Our work with Turner Broadcasting shows how it can be done at low cost. The network wasn't launching a new show but rather a new advertising methodology called "TV in Context." Turner wasn't sure whether its new idea for matching ads with similarly-themed scenes in TV shows would work in practice.
Our team tagged contextual opportunities in existing syndicated shows, such as Law & Order and Seinfeld. We tested whether the new method increased ad viewership, recall and other metrics. After a year of testing, learning and improvements, the results were impressive enough for Turner to give the venture a green light. Research showed that viewers were twice as likely to purchase a contextually advertised product.
Only then did Turner go wide with the new service, integrating it as part of 100 different series and movies. The idea caught on. Initial advertiser sign ups included Applebee's, Best Buy, Chili's, DirecTV, Hallmark, Kellogg and General Motors.
Test early, test quickly, test cheaply
Our work with a number of operating companies suggests a four step approach to prototyping and piloting, based on the principle of "invest a little to learn a lot":
Step 1: Map assumptions and risks – Before you scale up investment, take a careful inventory of the key unknowns and risks.
Step 2: Rank the risks – Recognize that all risks are not created equal. Look for the "deal killers" first. If you suspect that customer demand will be an issue, then that should be tackled first.
Step 3: Create a comprehensive testing plan – Link assumptions to specific tests and spell out the required metrics and resources needed to carry out smart experiments.
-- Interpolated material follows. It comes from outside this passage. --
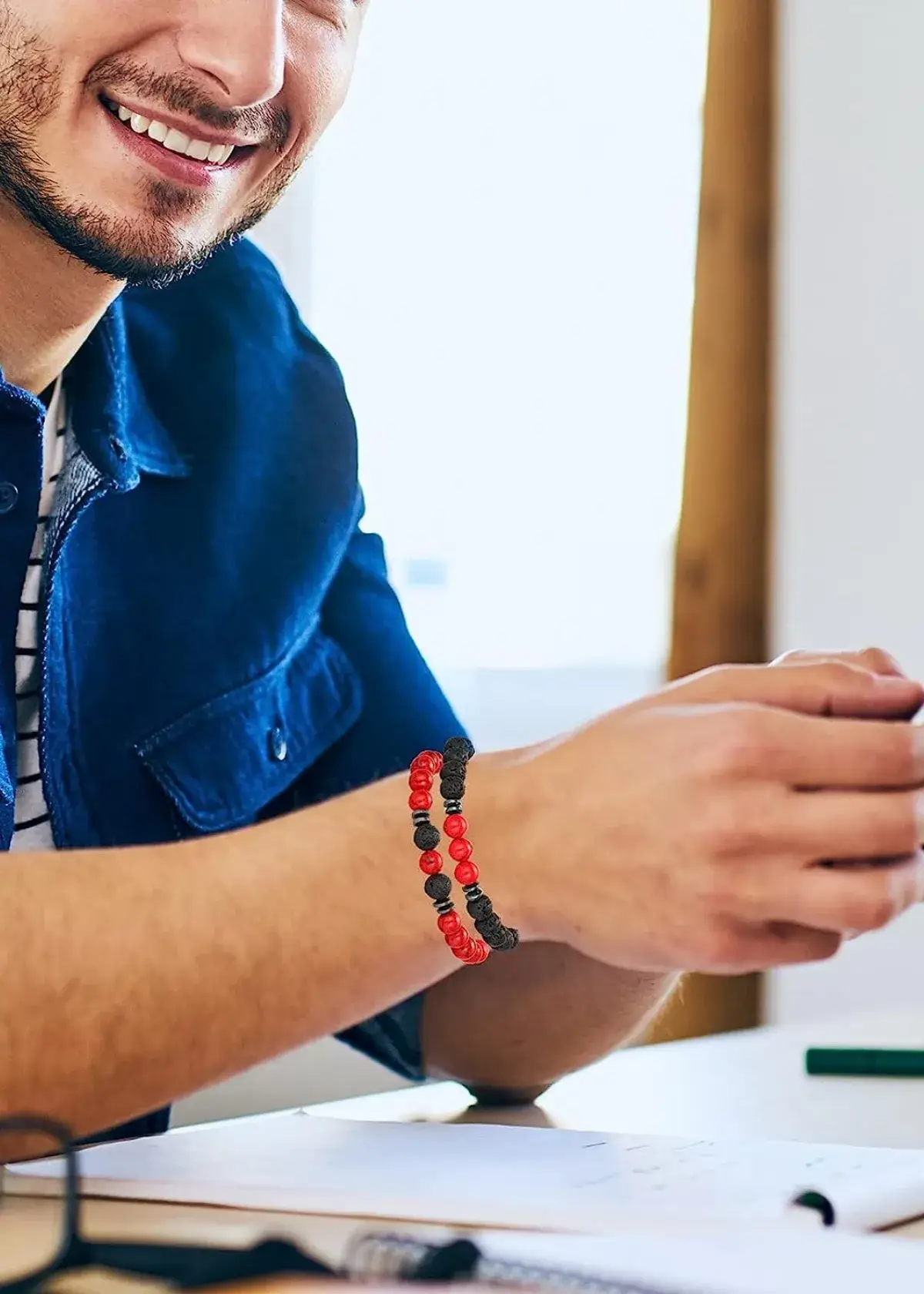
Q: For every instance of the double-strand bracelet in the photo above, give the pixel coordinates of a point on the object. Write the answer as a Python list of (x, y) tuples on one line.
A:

Step 4: Absorb and re-direct – Make use of the learnings from these knowledge-building exercises. Recognize where your initial approach was wrong and re-vector toward a successful strategy.
What we offer
Using a test-and-learn approach, we design, execute, manage, and measure market-facing experiments. Recognizing that every new venture includes a strategy that is partly wrong and partly right, we quickly uncover the flawed elements before you commit to an expensive scaling of the idea. This gives you the tools for re-vectoring toward success.
Building a Risk Ladder
By mapping assumptions in a comprehensive way, we help new ventures prioritize which risks that they need to understand and overcome first, beginning with finding the "deal killer" risks. Our assessment uncovers and hedge risks in order of importance and affordability. This enables you to quickly kill the project, redirect it, or accelerate your approach to market.